Mean Value of Gompertz Distribution

In my attempts to answer my own question, I wanted to estimate a given distribution with Gompertz Distribution.

I wanted to use mode, median and mean values to estimate $b$ and $\eta$. These values on Wikipedia are given as

$$ mean=\frac{1}{b}e^\eta\Ei(-\eta)\\ mode=\frac{1}{b}\ln(\frac{1}{\eta})\\ median=\frac{1}{b}\ln[\left(\frac{-1}{\eta}\right)\ln(0.5)+1] $$

My approach is to find $\frac{median}{mod}$ to eliminate $b$.

Define $M=\frac{median}{mode}$

$$ M=\frac{\ln[\left(\frac{-1}{\eta}\right)\ln(0.5)+1]}{\ln(\frac{1}{\eta})} $$

$$ \left(\frac{1}{\eta}\right)^M=\frac{-1}{\eta}\ln(0.5)+1. $$

I thought this is as clean as it gets and solved it for $\eta$ with python. Later, I used the mean value to get $b$ as

$$ b=\frac{e^\eta\Ei(-\eta)}{mean}. $$

This results in a negative $b$, which is actually defined positive.

When I disregard mean value and compute $b$ and $\eta$ from mode and median, I get some meaningful results, displayed below. Not the best approximation, but it still resembles the starting distribution.

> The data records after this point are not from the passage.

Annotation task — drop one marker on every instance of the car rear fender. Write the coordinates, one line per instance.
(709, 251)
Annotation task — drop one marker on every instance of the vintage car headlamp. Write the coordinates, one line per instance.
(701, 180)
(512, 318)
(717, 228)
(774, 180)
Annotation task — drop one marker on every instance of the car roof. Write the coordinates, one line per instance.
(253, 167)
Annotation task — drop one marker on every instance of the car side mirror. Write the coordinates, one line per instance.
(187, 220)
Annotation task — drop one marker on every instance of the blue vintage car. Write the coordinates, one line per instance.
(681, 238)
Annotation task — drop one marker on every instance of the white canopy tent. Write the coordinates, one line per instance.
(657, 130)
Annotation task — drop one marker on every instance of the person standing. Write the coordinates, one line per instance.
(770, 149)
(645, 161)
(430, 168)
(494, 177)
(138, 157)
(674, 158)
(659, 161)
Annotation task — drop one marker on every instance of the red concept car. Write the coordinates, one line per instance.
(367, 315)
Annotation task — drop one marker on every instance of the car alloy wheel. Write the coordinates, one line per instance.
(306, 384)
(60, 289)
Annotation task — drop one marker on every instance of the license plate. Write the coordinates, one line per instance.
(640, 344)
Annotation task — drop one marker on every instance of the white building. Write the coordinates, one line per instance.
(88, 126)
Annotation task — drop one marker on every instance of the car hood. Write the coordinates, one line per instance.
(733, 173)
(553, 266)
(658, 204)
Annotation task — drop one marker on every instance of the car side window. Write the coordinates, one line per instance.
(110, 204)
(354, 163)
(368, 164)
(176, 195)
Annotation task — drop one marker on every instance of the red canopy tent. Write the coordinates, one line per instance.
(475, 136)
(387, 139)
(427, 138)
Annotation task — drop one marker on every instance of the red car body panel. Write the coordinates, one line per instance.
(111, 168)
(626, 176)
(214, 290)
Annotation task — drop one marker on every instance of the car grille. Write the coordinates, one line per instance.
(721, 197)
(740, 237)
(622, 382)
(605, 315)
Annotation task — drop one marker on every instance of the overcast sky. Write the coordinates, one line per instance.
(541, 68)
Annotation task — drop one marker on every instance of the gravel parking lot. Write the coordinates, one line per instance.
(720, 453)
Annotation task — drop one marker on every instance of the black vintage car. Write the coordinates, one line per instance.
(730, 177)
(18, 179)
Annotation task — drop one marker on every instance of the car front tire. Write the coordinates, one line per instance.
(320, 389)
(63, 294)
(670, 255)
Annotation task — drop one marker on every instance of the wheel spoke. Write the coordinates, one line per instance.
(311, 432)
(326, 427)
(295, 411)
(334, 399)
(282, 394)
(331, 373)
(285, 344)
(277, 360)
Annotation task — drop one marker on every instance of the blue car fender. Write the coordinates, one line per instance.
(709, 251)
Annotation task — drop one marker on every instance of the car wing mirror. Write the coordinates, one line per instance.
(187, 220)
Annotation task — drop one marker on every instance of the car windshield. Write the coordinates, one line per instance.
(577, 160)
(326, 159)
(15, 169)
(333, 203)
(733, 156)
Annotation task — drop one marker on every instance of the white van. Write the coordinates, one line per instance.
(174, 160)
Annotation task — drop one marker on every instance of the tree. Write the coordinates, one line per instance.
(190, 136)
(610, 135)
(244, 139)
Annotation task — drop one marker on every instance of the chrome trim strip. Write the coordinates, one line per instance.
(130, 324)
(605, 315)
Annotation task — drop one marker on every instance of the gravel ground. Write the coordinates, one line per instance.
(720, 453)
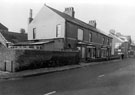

I checked this question but it didn't help.

Where do I go wrong? Is the mean expression for Gompertz distribution wrong on wikipedia?

Thanks!

Solution 1:

If you obtain a positive solution for $\hat\eta$, then $\hat b$ will also be positive, since $\hat\mu > 0$, and $$\operatorname{Ei}(-\hat\eta) = \int_{v = \hat \eta}^\infty \frac{e^{-v}}{v} \, dv > 0$$ whenever $\hat \eta > 0$.